LONG: That's a good question. I think that I have always been more of an entrepreneur than an architect. What I'm probably best suited for is recognizing opportunities when they present themselves.

American Property is probably the largest privately held company in New Mexico. How did it get that way?

LONG: By simply finding great people for our company and providing them with exceptional opportunities and letting them do what they do best. We try to eliminate barriers and not create limitations on their efforts. We have created an entrepreneurial, capitalistic structure in which they operate.

But how did this all start? The company certainly wasn't created overnight.
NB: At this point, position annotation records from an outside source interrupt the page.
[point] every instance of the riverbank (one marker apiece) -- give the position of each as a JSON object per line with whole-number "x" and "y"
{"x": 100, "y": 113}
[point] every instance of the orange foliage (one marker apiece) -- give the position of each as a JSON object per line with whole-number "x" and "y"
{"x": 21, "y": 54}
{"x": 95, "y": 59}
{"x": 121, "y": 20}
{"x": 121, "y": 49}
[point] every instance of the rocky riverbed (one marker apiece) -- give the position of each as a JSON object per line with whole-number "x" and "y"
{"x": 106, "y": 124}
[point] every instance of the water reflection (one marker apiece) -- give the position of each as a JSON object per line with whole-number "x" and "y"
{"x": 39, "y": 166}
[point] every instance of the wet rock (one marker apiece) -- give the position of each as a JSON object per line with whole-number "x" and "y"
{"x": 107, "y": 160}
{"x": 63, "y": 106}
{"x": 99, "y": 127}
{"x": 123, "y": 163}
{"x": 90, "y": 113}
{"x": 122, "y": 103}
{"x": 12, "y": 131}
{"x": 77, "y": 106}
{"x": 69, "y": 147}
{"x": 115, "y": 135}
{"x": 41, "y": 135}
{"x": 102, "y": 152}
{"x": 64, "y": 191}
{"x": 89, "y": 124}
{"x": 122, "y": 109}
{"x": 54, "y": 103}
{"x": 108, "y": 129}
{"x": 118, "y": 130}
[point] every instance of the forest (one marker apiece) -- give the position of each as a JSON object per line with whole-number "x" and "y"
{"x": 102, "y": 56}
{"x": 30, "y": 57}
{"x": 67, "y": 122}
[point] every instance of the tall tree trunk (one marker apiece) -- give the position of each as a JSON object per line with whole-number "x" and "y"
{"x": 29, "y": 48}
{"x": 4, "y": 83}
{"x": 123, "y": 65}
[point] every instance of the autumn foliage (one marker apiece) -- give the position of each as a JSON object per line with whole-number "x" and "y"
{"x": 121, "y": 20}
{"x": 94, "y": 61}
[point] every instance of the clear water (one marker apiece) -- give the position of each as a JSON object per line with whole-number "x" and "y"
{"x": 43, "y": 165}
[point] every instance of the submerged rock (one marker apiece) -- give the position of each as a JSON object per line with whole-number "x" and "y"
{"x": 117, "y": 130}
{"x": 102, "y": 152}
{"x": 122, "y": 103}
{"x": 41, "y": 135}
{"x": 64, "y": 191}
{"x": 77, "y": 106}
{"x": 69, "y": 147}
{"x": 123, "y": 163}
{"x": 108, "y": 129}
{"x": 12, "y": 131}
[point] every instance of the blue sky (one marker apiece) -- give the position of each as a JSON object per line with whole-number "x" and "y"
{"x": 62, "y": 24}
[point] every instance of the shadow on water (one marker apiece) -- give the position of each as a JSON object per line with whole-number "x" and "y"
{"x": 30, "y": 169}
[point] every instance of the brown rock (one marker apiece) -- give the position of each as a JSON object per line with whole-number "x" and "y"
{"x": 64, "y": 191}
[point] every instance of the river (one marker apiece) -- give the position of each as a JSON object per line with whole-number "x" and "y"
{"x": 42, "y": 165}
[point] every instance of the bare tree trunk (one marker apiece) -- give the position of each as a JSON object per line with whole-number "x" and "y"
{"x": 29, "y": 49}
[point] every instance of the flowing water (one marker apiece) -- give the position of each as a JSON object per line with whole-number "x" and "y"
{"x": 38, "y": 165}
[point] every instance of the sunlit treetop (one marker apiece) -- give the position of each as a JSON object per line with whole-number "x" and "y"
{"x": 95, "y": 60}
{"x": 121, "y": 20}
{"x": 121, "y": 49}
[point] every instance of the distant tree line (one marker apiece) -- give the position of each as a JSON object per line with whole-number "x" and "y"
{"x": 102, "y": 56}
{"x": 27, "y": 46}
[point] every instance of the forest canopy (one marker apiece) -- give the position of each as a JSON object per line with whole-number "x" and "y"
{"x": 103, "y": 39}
LONG: I had worked in the architecture profession for a couple of years but found I had a taste for business. And, particularly, the real estate industry. I was able to take a step back and see if opportunities in that industry might present themselves. I started fairly small, acquired a few projects and tried to use the knowledge that others could provide. I tried to base my strategy on the ideas of others. And so in the first few years I basically found a successful formula. Through that process of trial and error--I made lots of mistakes--I began to develop the company.

What's the formula?

LONG: The formula is very simple. Everything I read about the real estate business discussed how important it was to buy real estate using maximum leverage, buy by using tax advantages, rely on appreciation of real estate for upside value. When I started buying in the early '80s there was no appreciation in our market and the tax laws changed so the advantages weren't great. What I quickly le learned is the key to success was buying for cash flow, recognizing that the real estate market is all supply and demand, and those factors at different points in time and at different points around the country offered interesting buying opportunities. Every part of the country goes through some period of supply imbalance; when that occurs there are exceptional opportunities There is usually a window of time of about six to nine months, and in that period the opportunities can be phenomenal. But if you are so focused on a single market, you have to wait until those cycles reappear. That might take 7 years, it might take 25 years, and that's the reason American Property has gone beyond the state of New Mexico. At any point in time, somewhere around the country, there is a supply and demand imbalance and those are the markets that we seek out.

Now, how do you do that, based as you are in Albuquerque? It really isn't the center of the real estate industry in the country. How do you go about discovering these different opportunities?

LONG: We live in a world of free information. It's very easy to look at markets where there are imbalances--there will be vacancies or other economic problems in those markets and so we target those markets and develop personal contacts within those markets. And those folks will help you find the opportunities.

I assume you're doing conventional financing on these properties, is that an easy thing to do?

LONG: In our business we look for properties that arc not economically performing. So we may want to buy an office building, for example, that has a high vacancy rate, or is inefficiently run. From a lender's perspective, these assets appear to be very difficult to finance; as a result, we finance our purchases through local financial institutions because they know their market. We don't work with large national banks or insurance companies. We work with small, regional independent banks that know their market and as a result of that knowledge can understand the value.